Diese lassen sich in verschiedene Gruppen einteilen:

 

1. Alle Nahrungsmittel die Kuhmilch enthalten, wie Sahne oder Butter, die häufig von Kuhmilchallergikern recht gut vertragen werden und bei leichteren Allergien gegessen werden können.

 

2. Nahrungsmittel aus Kuhmilch, die auch von Lactoseintoleranten häufig vertragen werden. Dazu gehören Quark, Joghurt, Käse, Buttermilch.

 

3. Nahrungsmittel, die Magermilchpulver enthalten können. Sie müssen von den Allergikern getestet werden, auch wenn sich bei der Aufnahme eine allergische Reaktion nicht ausschließen lässt. Nach Schweregrad der Allergie, sollte der Test nur unter ärtztlicher Aufsicht erfolgen.

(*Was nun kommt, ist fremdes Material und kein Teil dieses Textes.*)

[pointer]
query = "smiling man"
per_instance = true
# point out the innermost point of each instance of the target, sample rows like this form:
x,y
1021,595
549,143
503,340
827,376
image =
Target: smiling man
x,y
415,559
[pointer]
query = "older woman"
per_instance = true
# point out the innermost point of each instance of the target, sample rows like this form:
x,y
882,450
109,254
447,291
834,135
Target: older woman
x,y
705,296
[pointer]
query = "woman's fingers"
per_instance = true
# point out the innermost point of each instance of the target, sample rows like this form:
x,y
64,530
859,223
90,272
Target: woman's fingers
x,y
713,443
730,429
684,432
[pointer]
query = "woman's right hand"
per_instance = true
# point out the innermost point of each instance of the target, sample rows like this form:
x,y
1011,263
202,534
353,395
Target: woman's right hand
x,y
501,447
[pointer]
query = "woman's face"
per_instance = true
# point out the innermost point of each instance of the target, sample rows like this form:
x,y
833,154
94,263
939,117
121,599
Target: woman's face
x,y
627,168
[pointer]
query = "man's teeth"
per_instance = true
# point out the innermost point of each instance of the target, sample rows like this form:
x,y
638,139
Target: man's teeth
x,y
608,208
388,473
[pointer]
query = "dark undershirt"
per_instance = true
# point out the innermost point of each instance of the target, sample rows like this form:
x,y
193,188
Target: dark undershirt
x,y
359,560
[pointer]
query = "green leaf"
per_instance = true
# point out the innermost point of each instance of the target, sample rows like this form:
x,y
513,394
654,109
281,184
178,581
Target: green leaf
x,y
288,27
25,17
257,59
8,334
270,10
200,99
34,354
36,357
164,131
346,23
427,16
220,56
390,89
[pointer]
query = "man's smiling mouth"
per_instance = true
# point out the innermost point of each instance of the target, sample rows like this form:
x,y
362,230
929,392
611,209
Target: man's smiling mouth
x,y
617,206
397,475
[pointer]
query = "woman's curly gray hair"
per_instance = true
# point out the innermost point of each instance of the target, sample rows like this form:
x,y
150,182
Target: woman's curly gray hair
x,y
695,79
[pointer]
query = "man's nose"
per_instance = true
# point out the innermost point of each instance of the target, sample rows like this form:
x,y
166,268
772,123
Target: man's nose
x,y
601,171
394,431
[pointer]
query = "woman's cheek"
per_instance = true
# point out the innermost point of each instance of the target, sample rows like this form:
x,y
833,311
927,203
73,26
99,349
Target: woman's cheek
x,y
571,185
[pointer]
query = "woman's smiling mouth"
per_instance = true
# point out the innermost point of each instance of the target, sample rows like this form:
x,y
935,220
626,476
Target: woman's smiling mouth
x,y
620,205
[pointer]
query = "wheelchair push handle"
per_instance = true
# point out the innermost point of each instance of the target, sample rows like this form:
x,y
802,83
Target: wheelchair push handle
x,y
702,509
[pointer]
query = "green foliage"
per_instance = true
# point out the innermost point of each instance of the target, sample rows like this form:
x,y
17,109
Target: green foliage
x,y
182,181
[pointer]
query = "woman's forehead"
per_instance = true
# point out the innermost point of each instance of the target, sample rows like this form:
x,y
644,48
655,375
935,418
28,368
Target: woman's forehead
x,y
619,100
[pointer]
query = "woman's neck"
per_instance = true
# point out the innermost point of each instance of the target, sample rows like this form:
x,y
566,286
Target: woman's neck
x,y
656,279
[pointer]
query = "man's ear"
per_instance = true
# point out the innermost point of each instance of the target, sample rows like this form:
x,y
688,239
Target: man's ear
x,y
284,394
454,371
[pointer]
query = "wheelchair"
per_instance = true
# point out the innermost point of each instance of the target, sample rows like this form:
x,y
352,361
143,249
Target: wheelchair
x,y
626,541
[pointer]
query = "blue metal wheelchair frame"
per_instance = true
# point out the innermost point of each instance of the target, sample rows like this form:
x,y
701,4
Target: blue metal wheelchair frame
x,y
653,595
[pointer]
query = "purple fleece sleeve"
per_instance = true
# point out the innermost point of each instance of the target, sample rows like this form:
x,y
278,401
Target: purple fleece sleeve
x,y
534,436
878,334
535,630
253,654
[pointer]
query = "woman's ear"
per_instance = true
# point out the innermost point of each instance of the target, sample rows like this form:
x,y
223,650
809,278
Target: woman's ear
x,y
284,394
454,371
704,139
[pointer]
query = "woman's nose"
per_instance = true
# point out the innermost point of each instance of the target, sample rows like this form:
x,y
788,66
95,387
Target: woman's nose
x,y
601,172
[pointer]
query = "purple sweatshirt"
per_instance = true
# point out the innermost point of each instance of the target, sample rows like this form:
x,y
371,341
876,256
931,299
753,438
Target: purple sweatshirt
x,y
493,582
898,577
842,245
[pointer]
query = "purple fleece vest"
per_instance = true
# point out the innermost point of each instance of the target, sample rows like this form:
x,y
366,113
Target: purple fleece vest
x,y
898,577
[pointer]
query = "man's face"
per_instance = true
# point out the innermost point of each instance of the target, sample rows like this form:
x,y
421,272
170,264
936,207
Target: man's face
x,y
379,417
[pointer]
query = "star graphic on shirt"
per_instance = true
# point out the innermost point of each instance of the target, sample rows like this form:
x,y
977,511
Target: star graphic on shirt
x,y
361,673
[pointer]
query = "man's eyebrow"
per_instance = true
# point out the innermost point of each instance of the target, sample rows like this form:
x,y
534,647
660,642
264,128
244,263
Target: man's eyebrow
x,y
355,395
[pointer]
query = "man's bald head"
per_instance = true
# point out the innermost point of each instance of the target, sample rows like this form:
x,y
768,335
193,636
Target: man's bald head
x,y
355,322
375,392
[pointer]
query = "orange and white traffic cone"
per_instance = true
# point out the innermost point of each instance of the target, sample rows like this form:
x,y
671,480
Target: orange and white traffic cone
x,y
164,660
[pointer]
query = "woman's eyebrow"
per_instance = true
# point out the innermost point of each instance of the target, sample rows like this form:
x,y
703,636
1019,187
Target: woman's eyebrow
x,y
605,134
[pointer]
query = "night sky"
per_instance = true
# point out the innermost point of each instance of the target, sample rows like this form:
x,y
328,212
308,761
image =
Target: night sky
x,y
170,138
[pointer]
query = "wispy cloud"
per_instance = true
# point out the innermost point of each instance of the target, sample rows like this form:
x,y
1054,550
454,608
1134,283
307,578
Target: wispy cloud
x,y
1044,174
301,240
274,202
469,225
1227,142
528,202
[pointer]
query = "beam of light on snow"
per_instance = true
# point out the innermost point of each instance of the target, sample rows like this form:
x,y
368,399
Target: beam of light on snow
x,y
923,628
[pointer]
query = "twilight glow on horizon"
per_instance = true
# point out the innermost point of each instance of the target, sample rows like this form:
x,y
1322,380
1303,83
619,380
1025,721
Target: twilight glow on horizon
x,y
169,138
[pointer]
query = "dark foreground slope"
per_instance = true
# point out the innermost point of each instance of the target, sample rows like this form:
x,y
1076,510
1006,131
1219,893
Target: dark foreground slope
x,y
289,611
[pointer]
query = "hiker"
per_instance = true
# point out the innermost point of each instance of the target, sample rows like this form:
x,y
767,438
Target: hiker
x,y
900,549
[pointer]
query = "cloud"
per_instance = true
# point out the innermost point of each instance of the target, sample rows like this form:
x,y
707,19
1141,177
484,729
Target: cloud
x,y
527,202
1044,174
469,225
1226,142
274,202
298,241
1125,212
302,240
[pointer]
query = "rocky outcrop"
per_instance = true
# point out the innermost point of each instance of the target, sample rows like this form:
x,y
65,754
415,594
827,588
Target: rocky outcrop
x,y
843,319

Zu dieser Gruppe gehören sehr viele Nahrungsmittel, bei denen es meist schwer fällt, sie aus dem Alltag zu verbannen, beispielsweise Knabbergebäck, Kekse, Kuchen, Brot oder auch Speiseeis, Schokolade, sowie verschiendene Käsearten aus Ziegen- und Schafsmilch und auch Wurst.

 

Da die Lactoseintoleranz recht verbreitet ist, gibt es für Allergiker aber heute auch schon lactosefreie Alternativen, die mit anderen Milchsorten zubereitet wurden. Als Ersatz für Kuhmilch bieten sich beispielsweise Ziegenmilch, Stutenmilch, Schafsmilch, Sojamilch, Mandelmilch, Kokosmilch oder auch die recht unbekannte Reismilch an. Bei anderen Nahrungsmittel wie Fertignahrung, Suppenkonzentrate oder auch Senf und Ketchup glaubt man auf den ersten Blick kaum, das auch Sie Magermilchpulver enthalten können.

 

Daher sollte man vor dem Verzehr Blick auf die Zutatenliste werfen. Rezepte für das Kochen und Backen ohne Kuhmilch gibt es spezielle Kochbücher. Ernährungsberater und Diätassistenten können zudem speziell abgestimmte Ernährungspläne ausarbeiten, damit es nicht zu Nährstoffmangel kommt. Dies ist besonders für Kinder wichtig, die während des Wachstums einen hohen Bedarf an Calcium haben.